Lucas Ossendrijver

You want to feel comfortable in Your garment. You want to be able to move… it’s a wardrobe—not a uniform.Lucas Ossendrijver

Lucas Ossendrijver‘s ascent to the heights of international menswear began as many success stories do—with a burning desire to get out of his hometown. “Basically, I lived on a farm,” the 42-year-old designer explains of his upbringing in the central Netherlands. “I desperately wanted to leave Holland and go to Paris.” That journey began in the early ’90s at Arnhem’s Institute of the Arts, where he joined forces with classmates Viktor Horsting and Rolf Snoeren (Viktor & Rolf) on a short-lived design collective called Le Cri Néerlandais. Then it took a career-defining turn when Ossendrijver landed a job at Paris-based clothier Kenzo in 1997.

If the Netherlands’ system of generous government subsidies had allowed Ossendrijver to not have to “bother too much about commercial viability,” his three years at Kenzo were a crash course in the business of fashion. But his biggest break came in 2001, when he signed on to assist Hedi Slimane during the designer’s mythical skinny-suited tenure at Dior Homme. “That was another kind of school,” Ossendrijver recalls. “Hedi taught me excision, which basically means rigor in everything, from tailoring to design—never being satisfied.” It’s an ethos Ossendrijver brought with him to Parisian luxury powerhouse Lanvin when he was tapped to revitalize the firm’s men’s collection in 2005. “Jeanne Lanvin [the house’s founder, in 1909] approached menswear as a wardrobe—something for every moment of the day,” he reflects. “We tried to modernize that idea. We didn’t want a ‘fashion collection.’ We wanted a wardrobe for men.”

The “we” of course refers to Lanvin creative director and womenswear designer, Alber Elbaz, with whom Ossendrijver openly and regularly collaborates. In the world of big-time fashion, that kind of cooperation is not a common occurrence. “Usually men’s and women’s are completely separate,” says Ossendrijver. “Here, every door is open. It’s a dialogue. I’ve learned a lot from Alber, and we help one another mutually.” Case in point: the ultraluxe, now iconic patent leather sneakers that Ossendrijver developed for the men’s line in 2006 have now become a staple in the women’s collection, too.

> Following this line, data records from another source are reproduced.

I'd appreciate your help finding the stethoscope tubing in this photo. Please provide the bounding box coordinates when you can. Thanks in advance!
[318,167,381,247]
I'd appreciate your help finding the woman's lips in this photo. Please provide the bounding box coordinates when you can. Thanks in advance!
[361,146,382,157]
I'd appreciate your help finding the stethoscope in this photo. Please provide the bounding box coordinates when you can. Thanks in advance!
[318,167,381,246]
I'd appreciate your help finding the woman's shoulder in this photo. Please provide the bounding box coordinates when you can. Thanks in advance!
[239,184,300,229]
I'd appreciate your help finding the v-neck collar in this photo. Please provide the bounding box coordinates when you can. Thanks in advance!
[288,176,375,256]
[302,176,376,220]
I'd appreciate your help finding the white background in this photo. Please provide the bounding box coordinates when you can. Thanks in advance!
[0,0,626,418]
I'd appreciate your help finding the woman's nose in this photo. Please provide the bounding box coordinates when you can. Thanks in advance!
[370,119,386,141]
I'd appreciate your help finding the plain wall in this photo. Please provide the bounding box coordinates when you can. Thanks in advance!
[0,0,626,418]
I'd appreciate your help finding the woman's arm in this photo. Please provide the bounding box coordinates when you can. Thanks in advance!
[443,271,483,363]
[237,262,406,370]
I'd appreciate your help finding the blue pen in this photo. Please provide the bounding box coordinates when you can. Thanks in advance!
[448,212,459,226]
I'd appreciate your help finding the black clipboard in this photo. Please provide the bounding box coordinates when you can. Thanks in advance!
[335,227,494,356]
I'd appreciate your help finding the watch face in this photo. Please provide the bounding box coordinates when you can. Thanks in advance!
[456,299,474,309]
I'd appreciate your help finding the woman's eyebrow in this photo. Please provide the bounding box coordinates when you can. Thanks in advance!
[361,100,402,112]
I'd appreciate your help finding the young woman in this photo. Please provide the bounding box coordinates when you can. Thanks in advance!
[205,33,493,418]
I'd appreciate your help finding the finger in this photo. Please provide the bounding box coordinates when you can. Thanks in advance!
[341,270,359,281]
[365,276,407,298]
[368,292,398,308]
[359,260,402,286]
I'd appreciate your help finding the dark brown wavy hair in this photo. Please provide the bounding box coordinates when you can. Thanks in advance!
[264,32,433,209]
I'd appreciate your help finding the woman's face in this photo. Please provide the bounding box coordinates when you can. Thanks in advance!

Ossendrijver’s clothes bristle against the notion that men should choose one look and stick to it. He’s purposely not a designer who can be summed up with a single cut or reference. “I am not a dictator,” he says. “We propose, and people choose.” Among the many choices in his Fall 2012 collection for Lanvin: sleek double-breasted cashmere overcoats with soft, round shoulders; cinched, peak-lapelled sport coats with a more severe, angular silhouette; sculptural knits coated in neoprene and injected with silicone; and high-waisted, flared pants that had many admirers referencing the 1970s. “But there’s not a time reference in them for me,” he says. “In menswear, things change so slowly. You can define an era by the size of the lapel and the shoulders. I like to play around with those codes, by changing them and combining them.”

To Ossendrijver, the Fall collection is “about tailoring, and how to make tailoring relevant.” It’s a word that has carried certain connotations since, well, Hedi Slimane-narrow, skinny, tight. “I want to get people out of that,” he smiles. “You want to feel comfortable in your garment. You want to be able to move. And I think it’s nice to play with volume. It’s a wardrobe—not a uniform.” This fall, that wardrobe will come to Madison Avenue, when Lanvin opens its first men’s flagship store in the U.S. It’s an opportunity for the wider world to see Ossendrijver’s vision. His life outside of fashion, however, is much more private and reserved. Ossendrijver, who lives in Paris’s 10th arrondissement, claims that he has no hobbies. He does confess a passion for electronic music (Jeff Mills, the pioneering Detroit DJ and producer, is a close friend), an aversion to electronic devices (“I find them disturbing, intrusive”), and, in a very un-Slimane-like twist, an interest in cooking. “Making a collection is like that: You add, you take out,” he says. “And I’m someone who always needs to be in the kitchen.”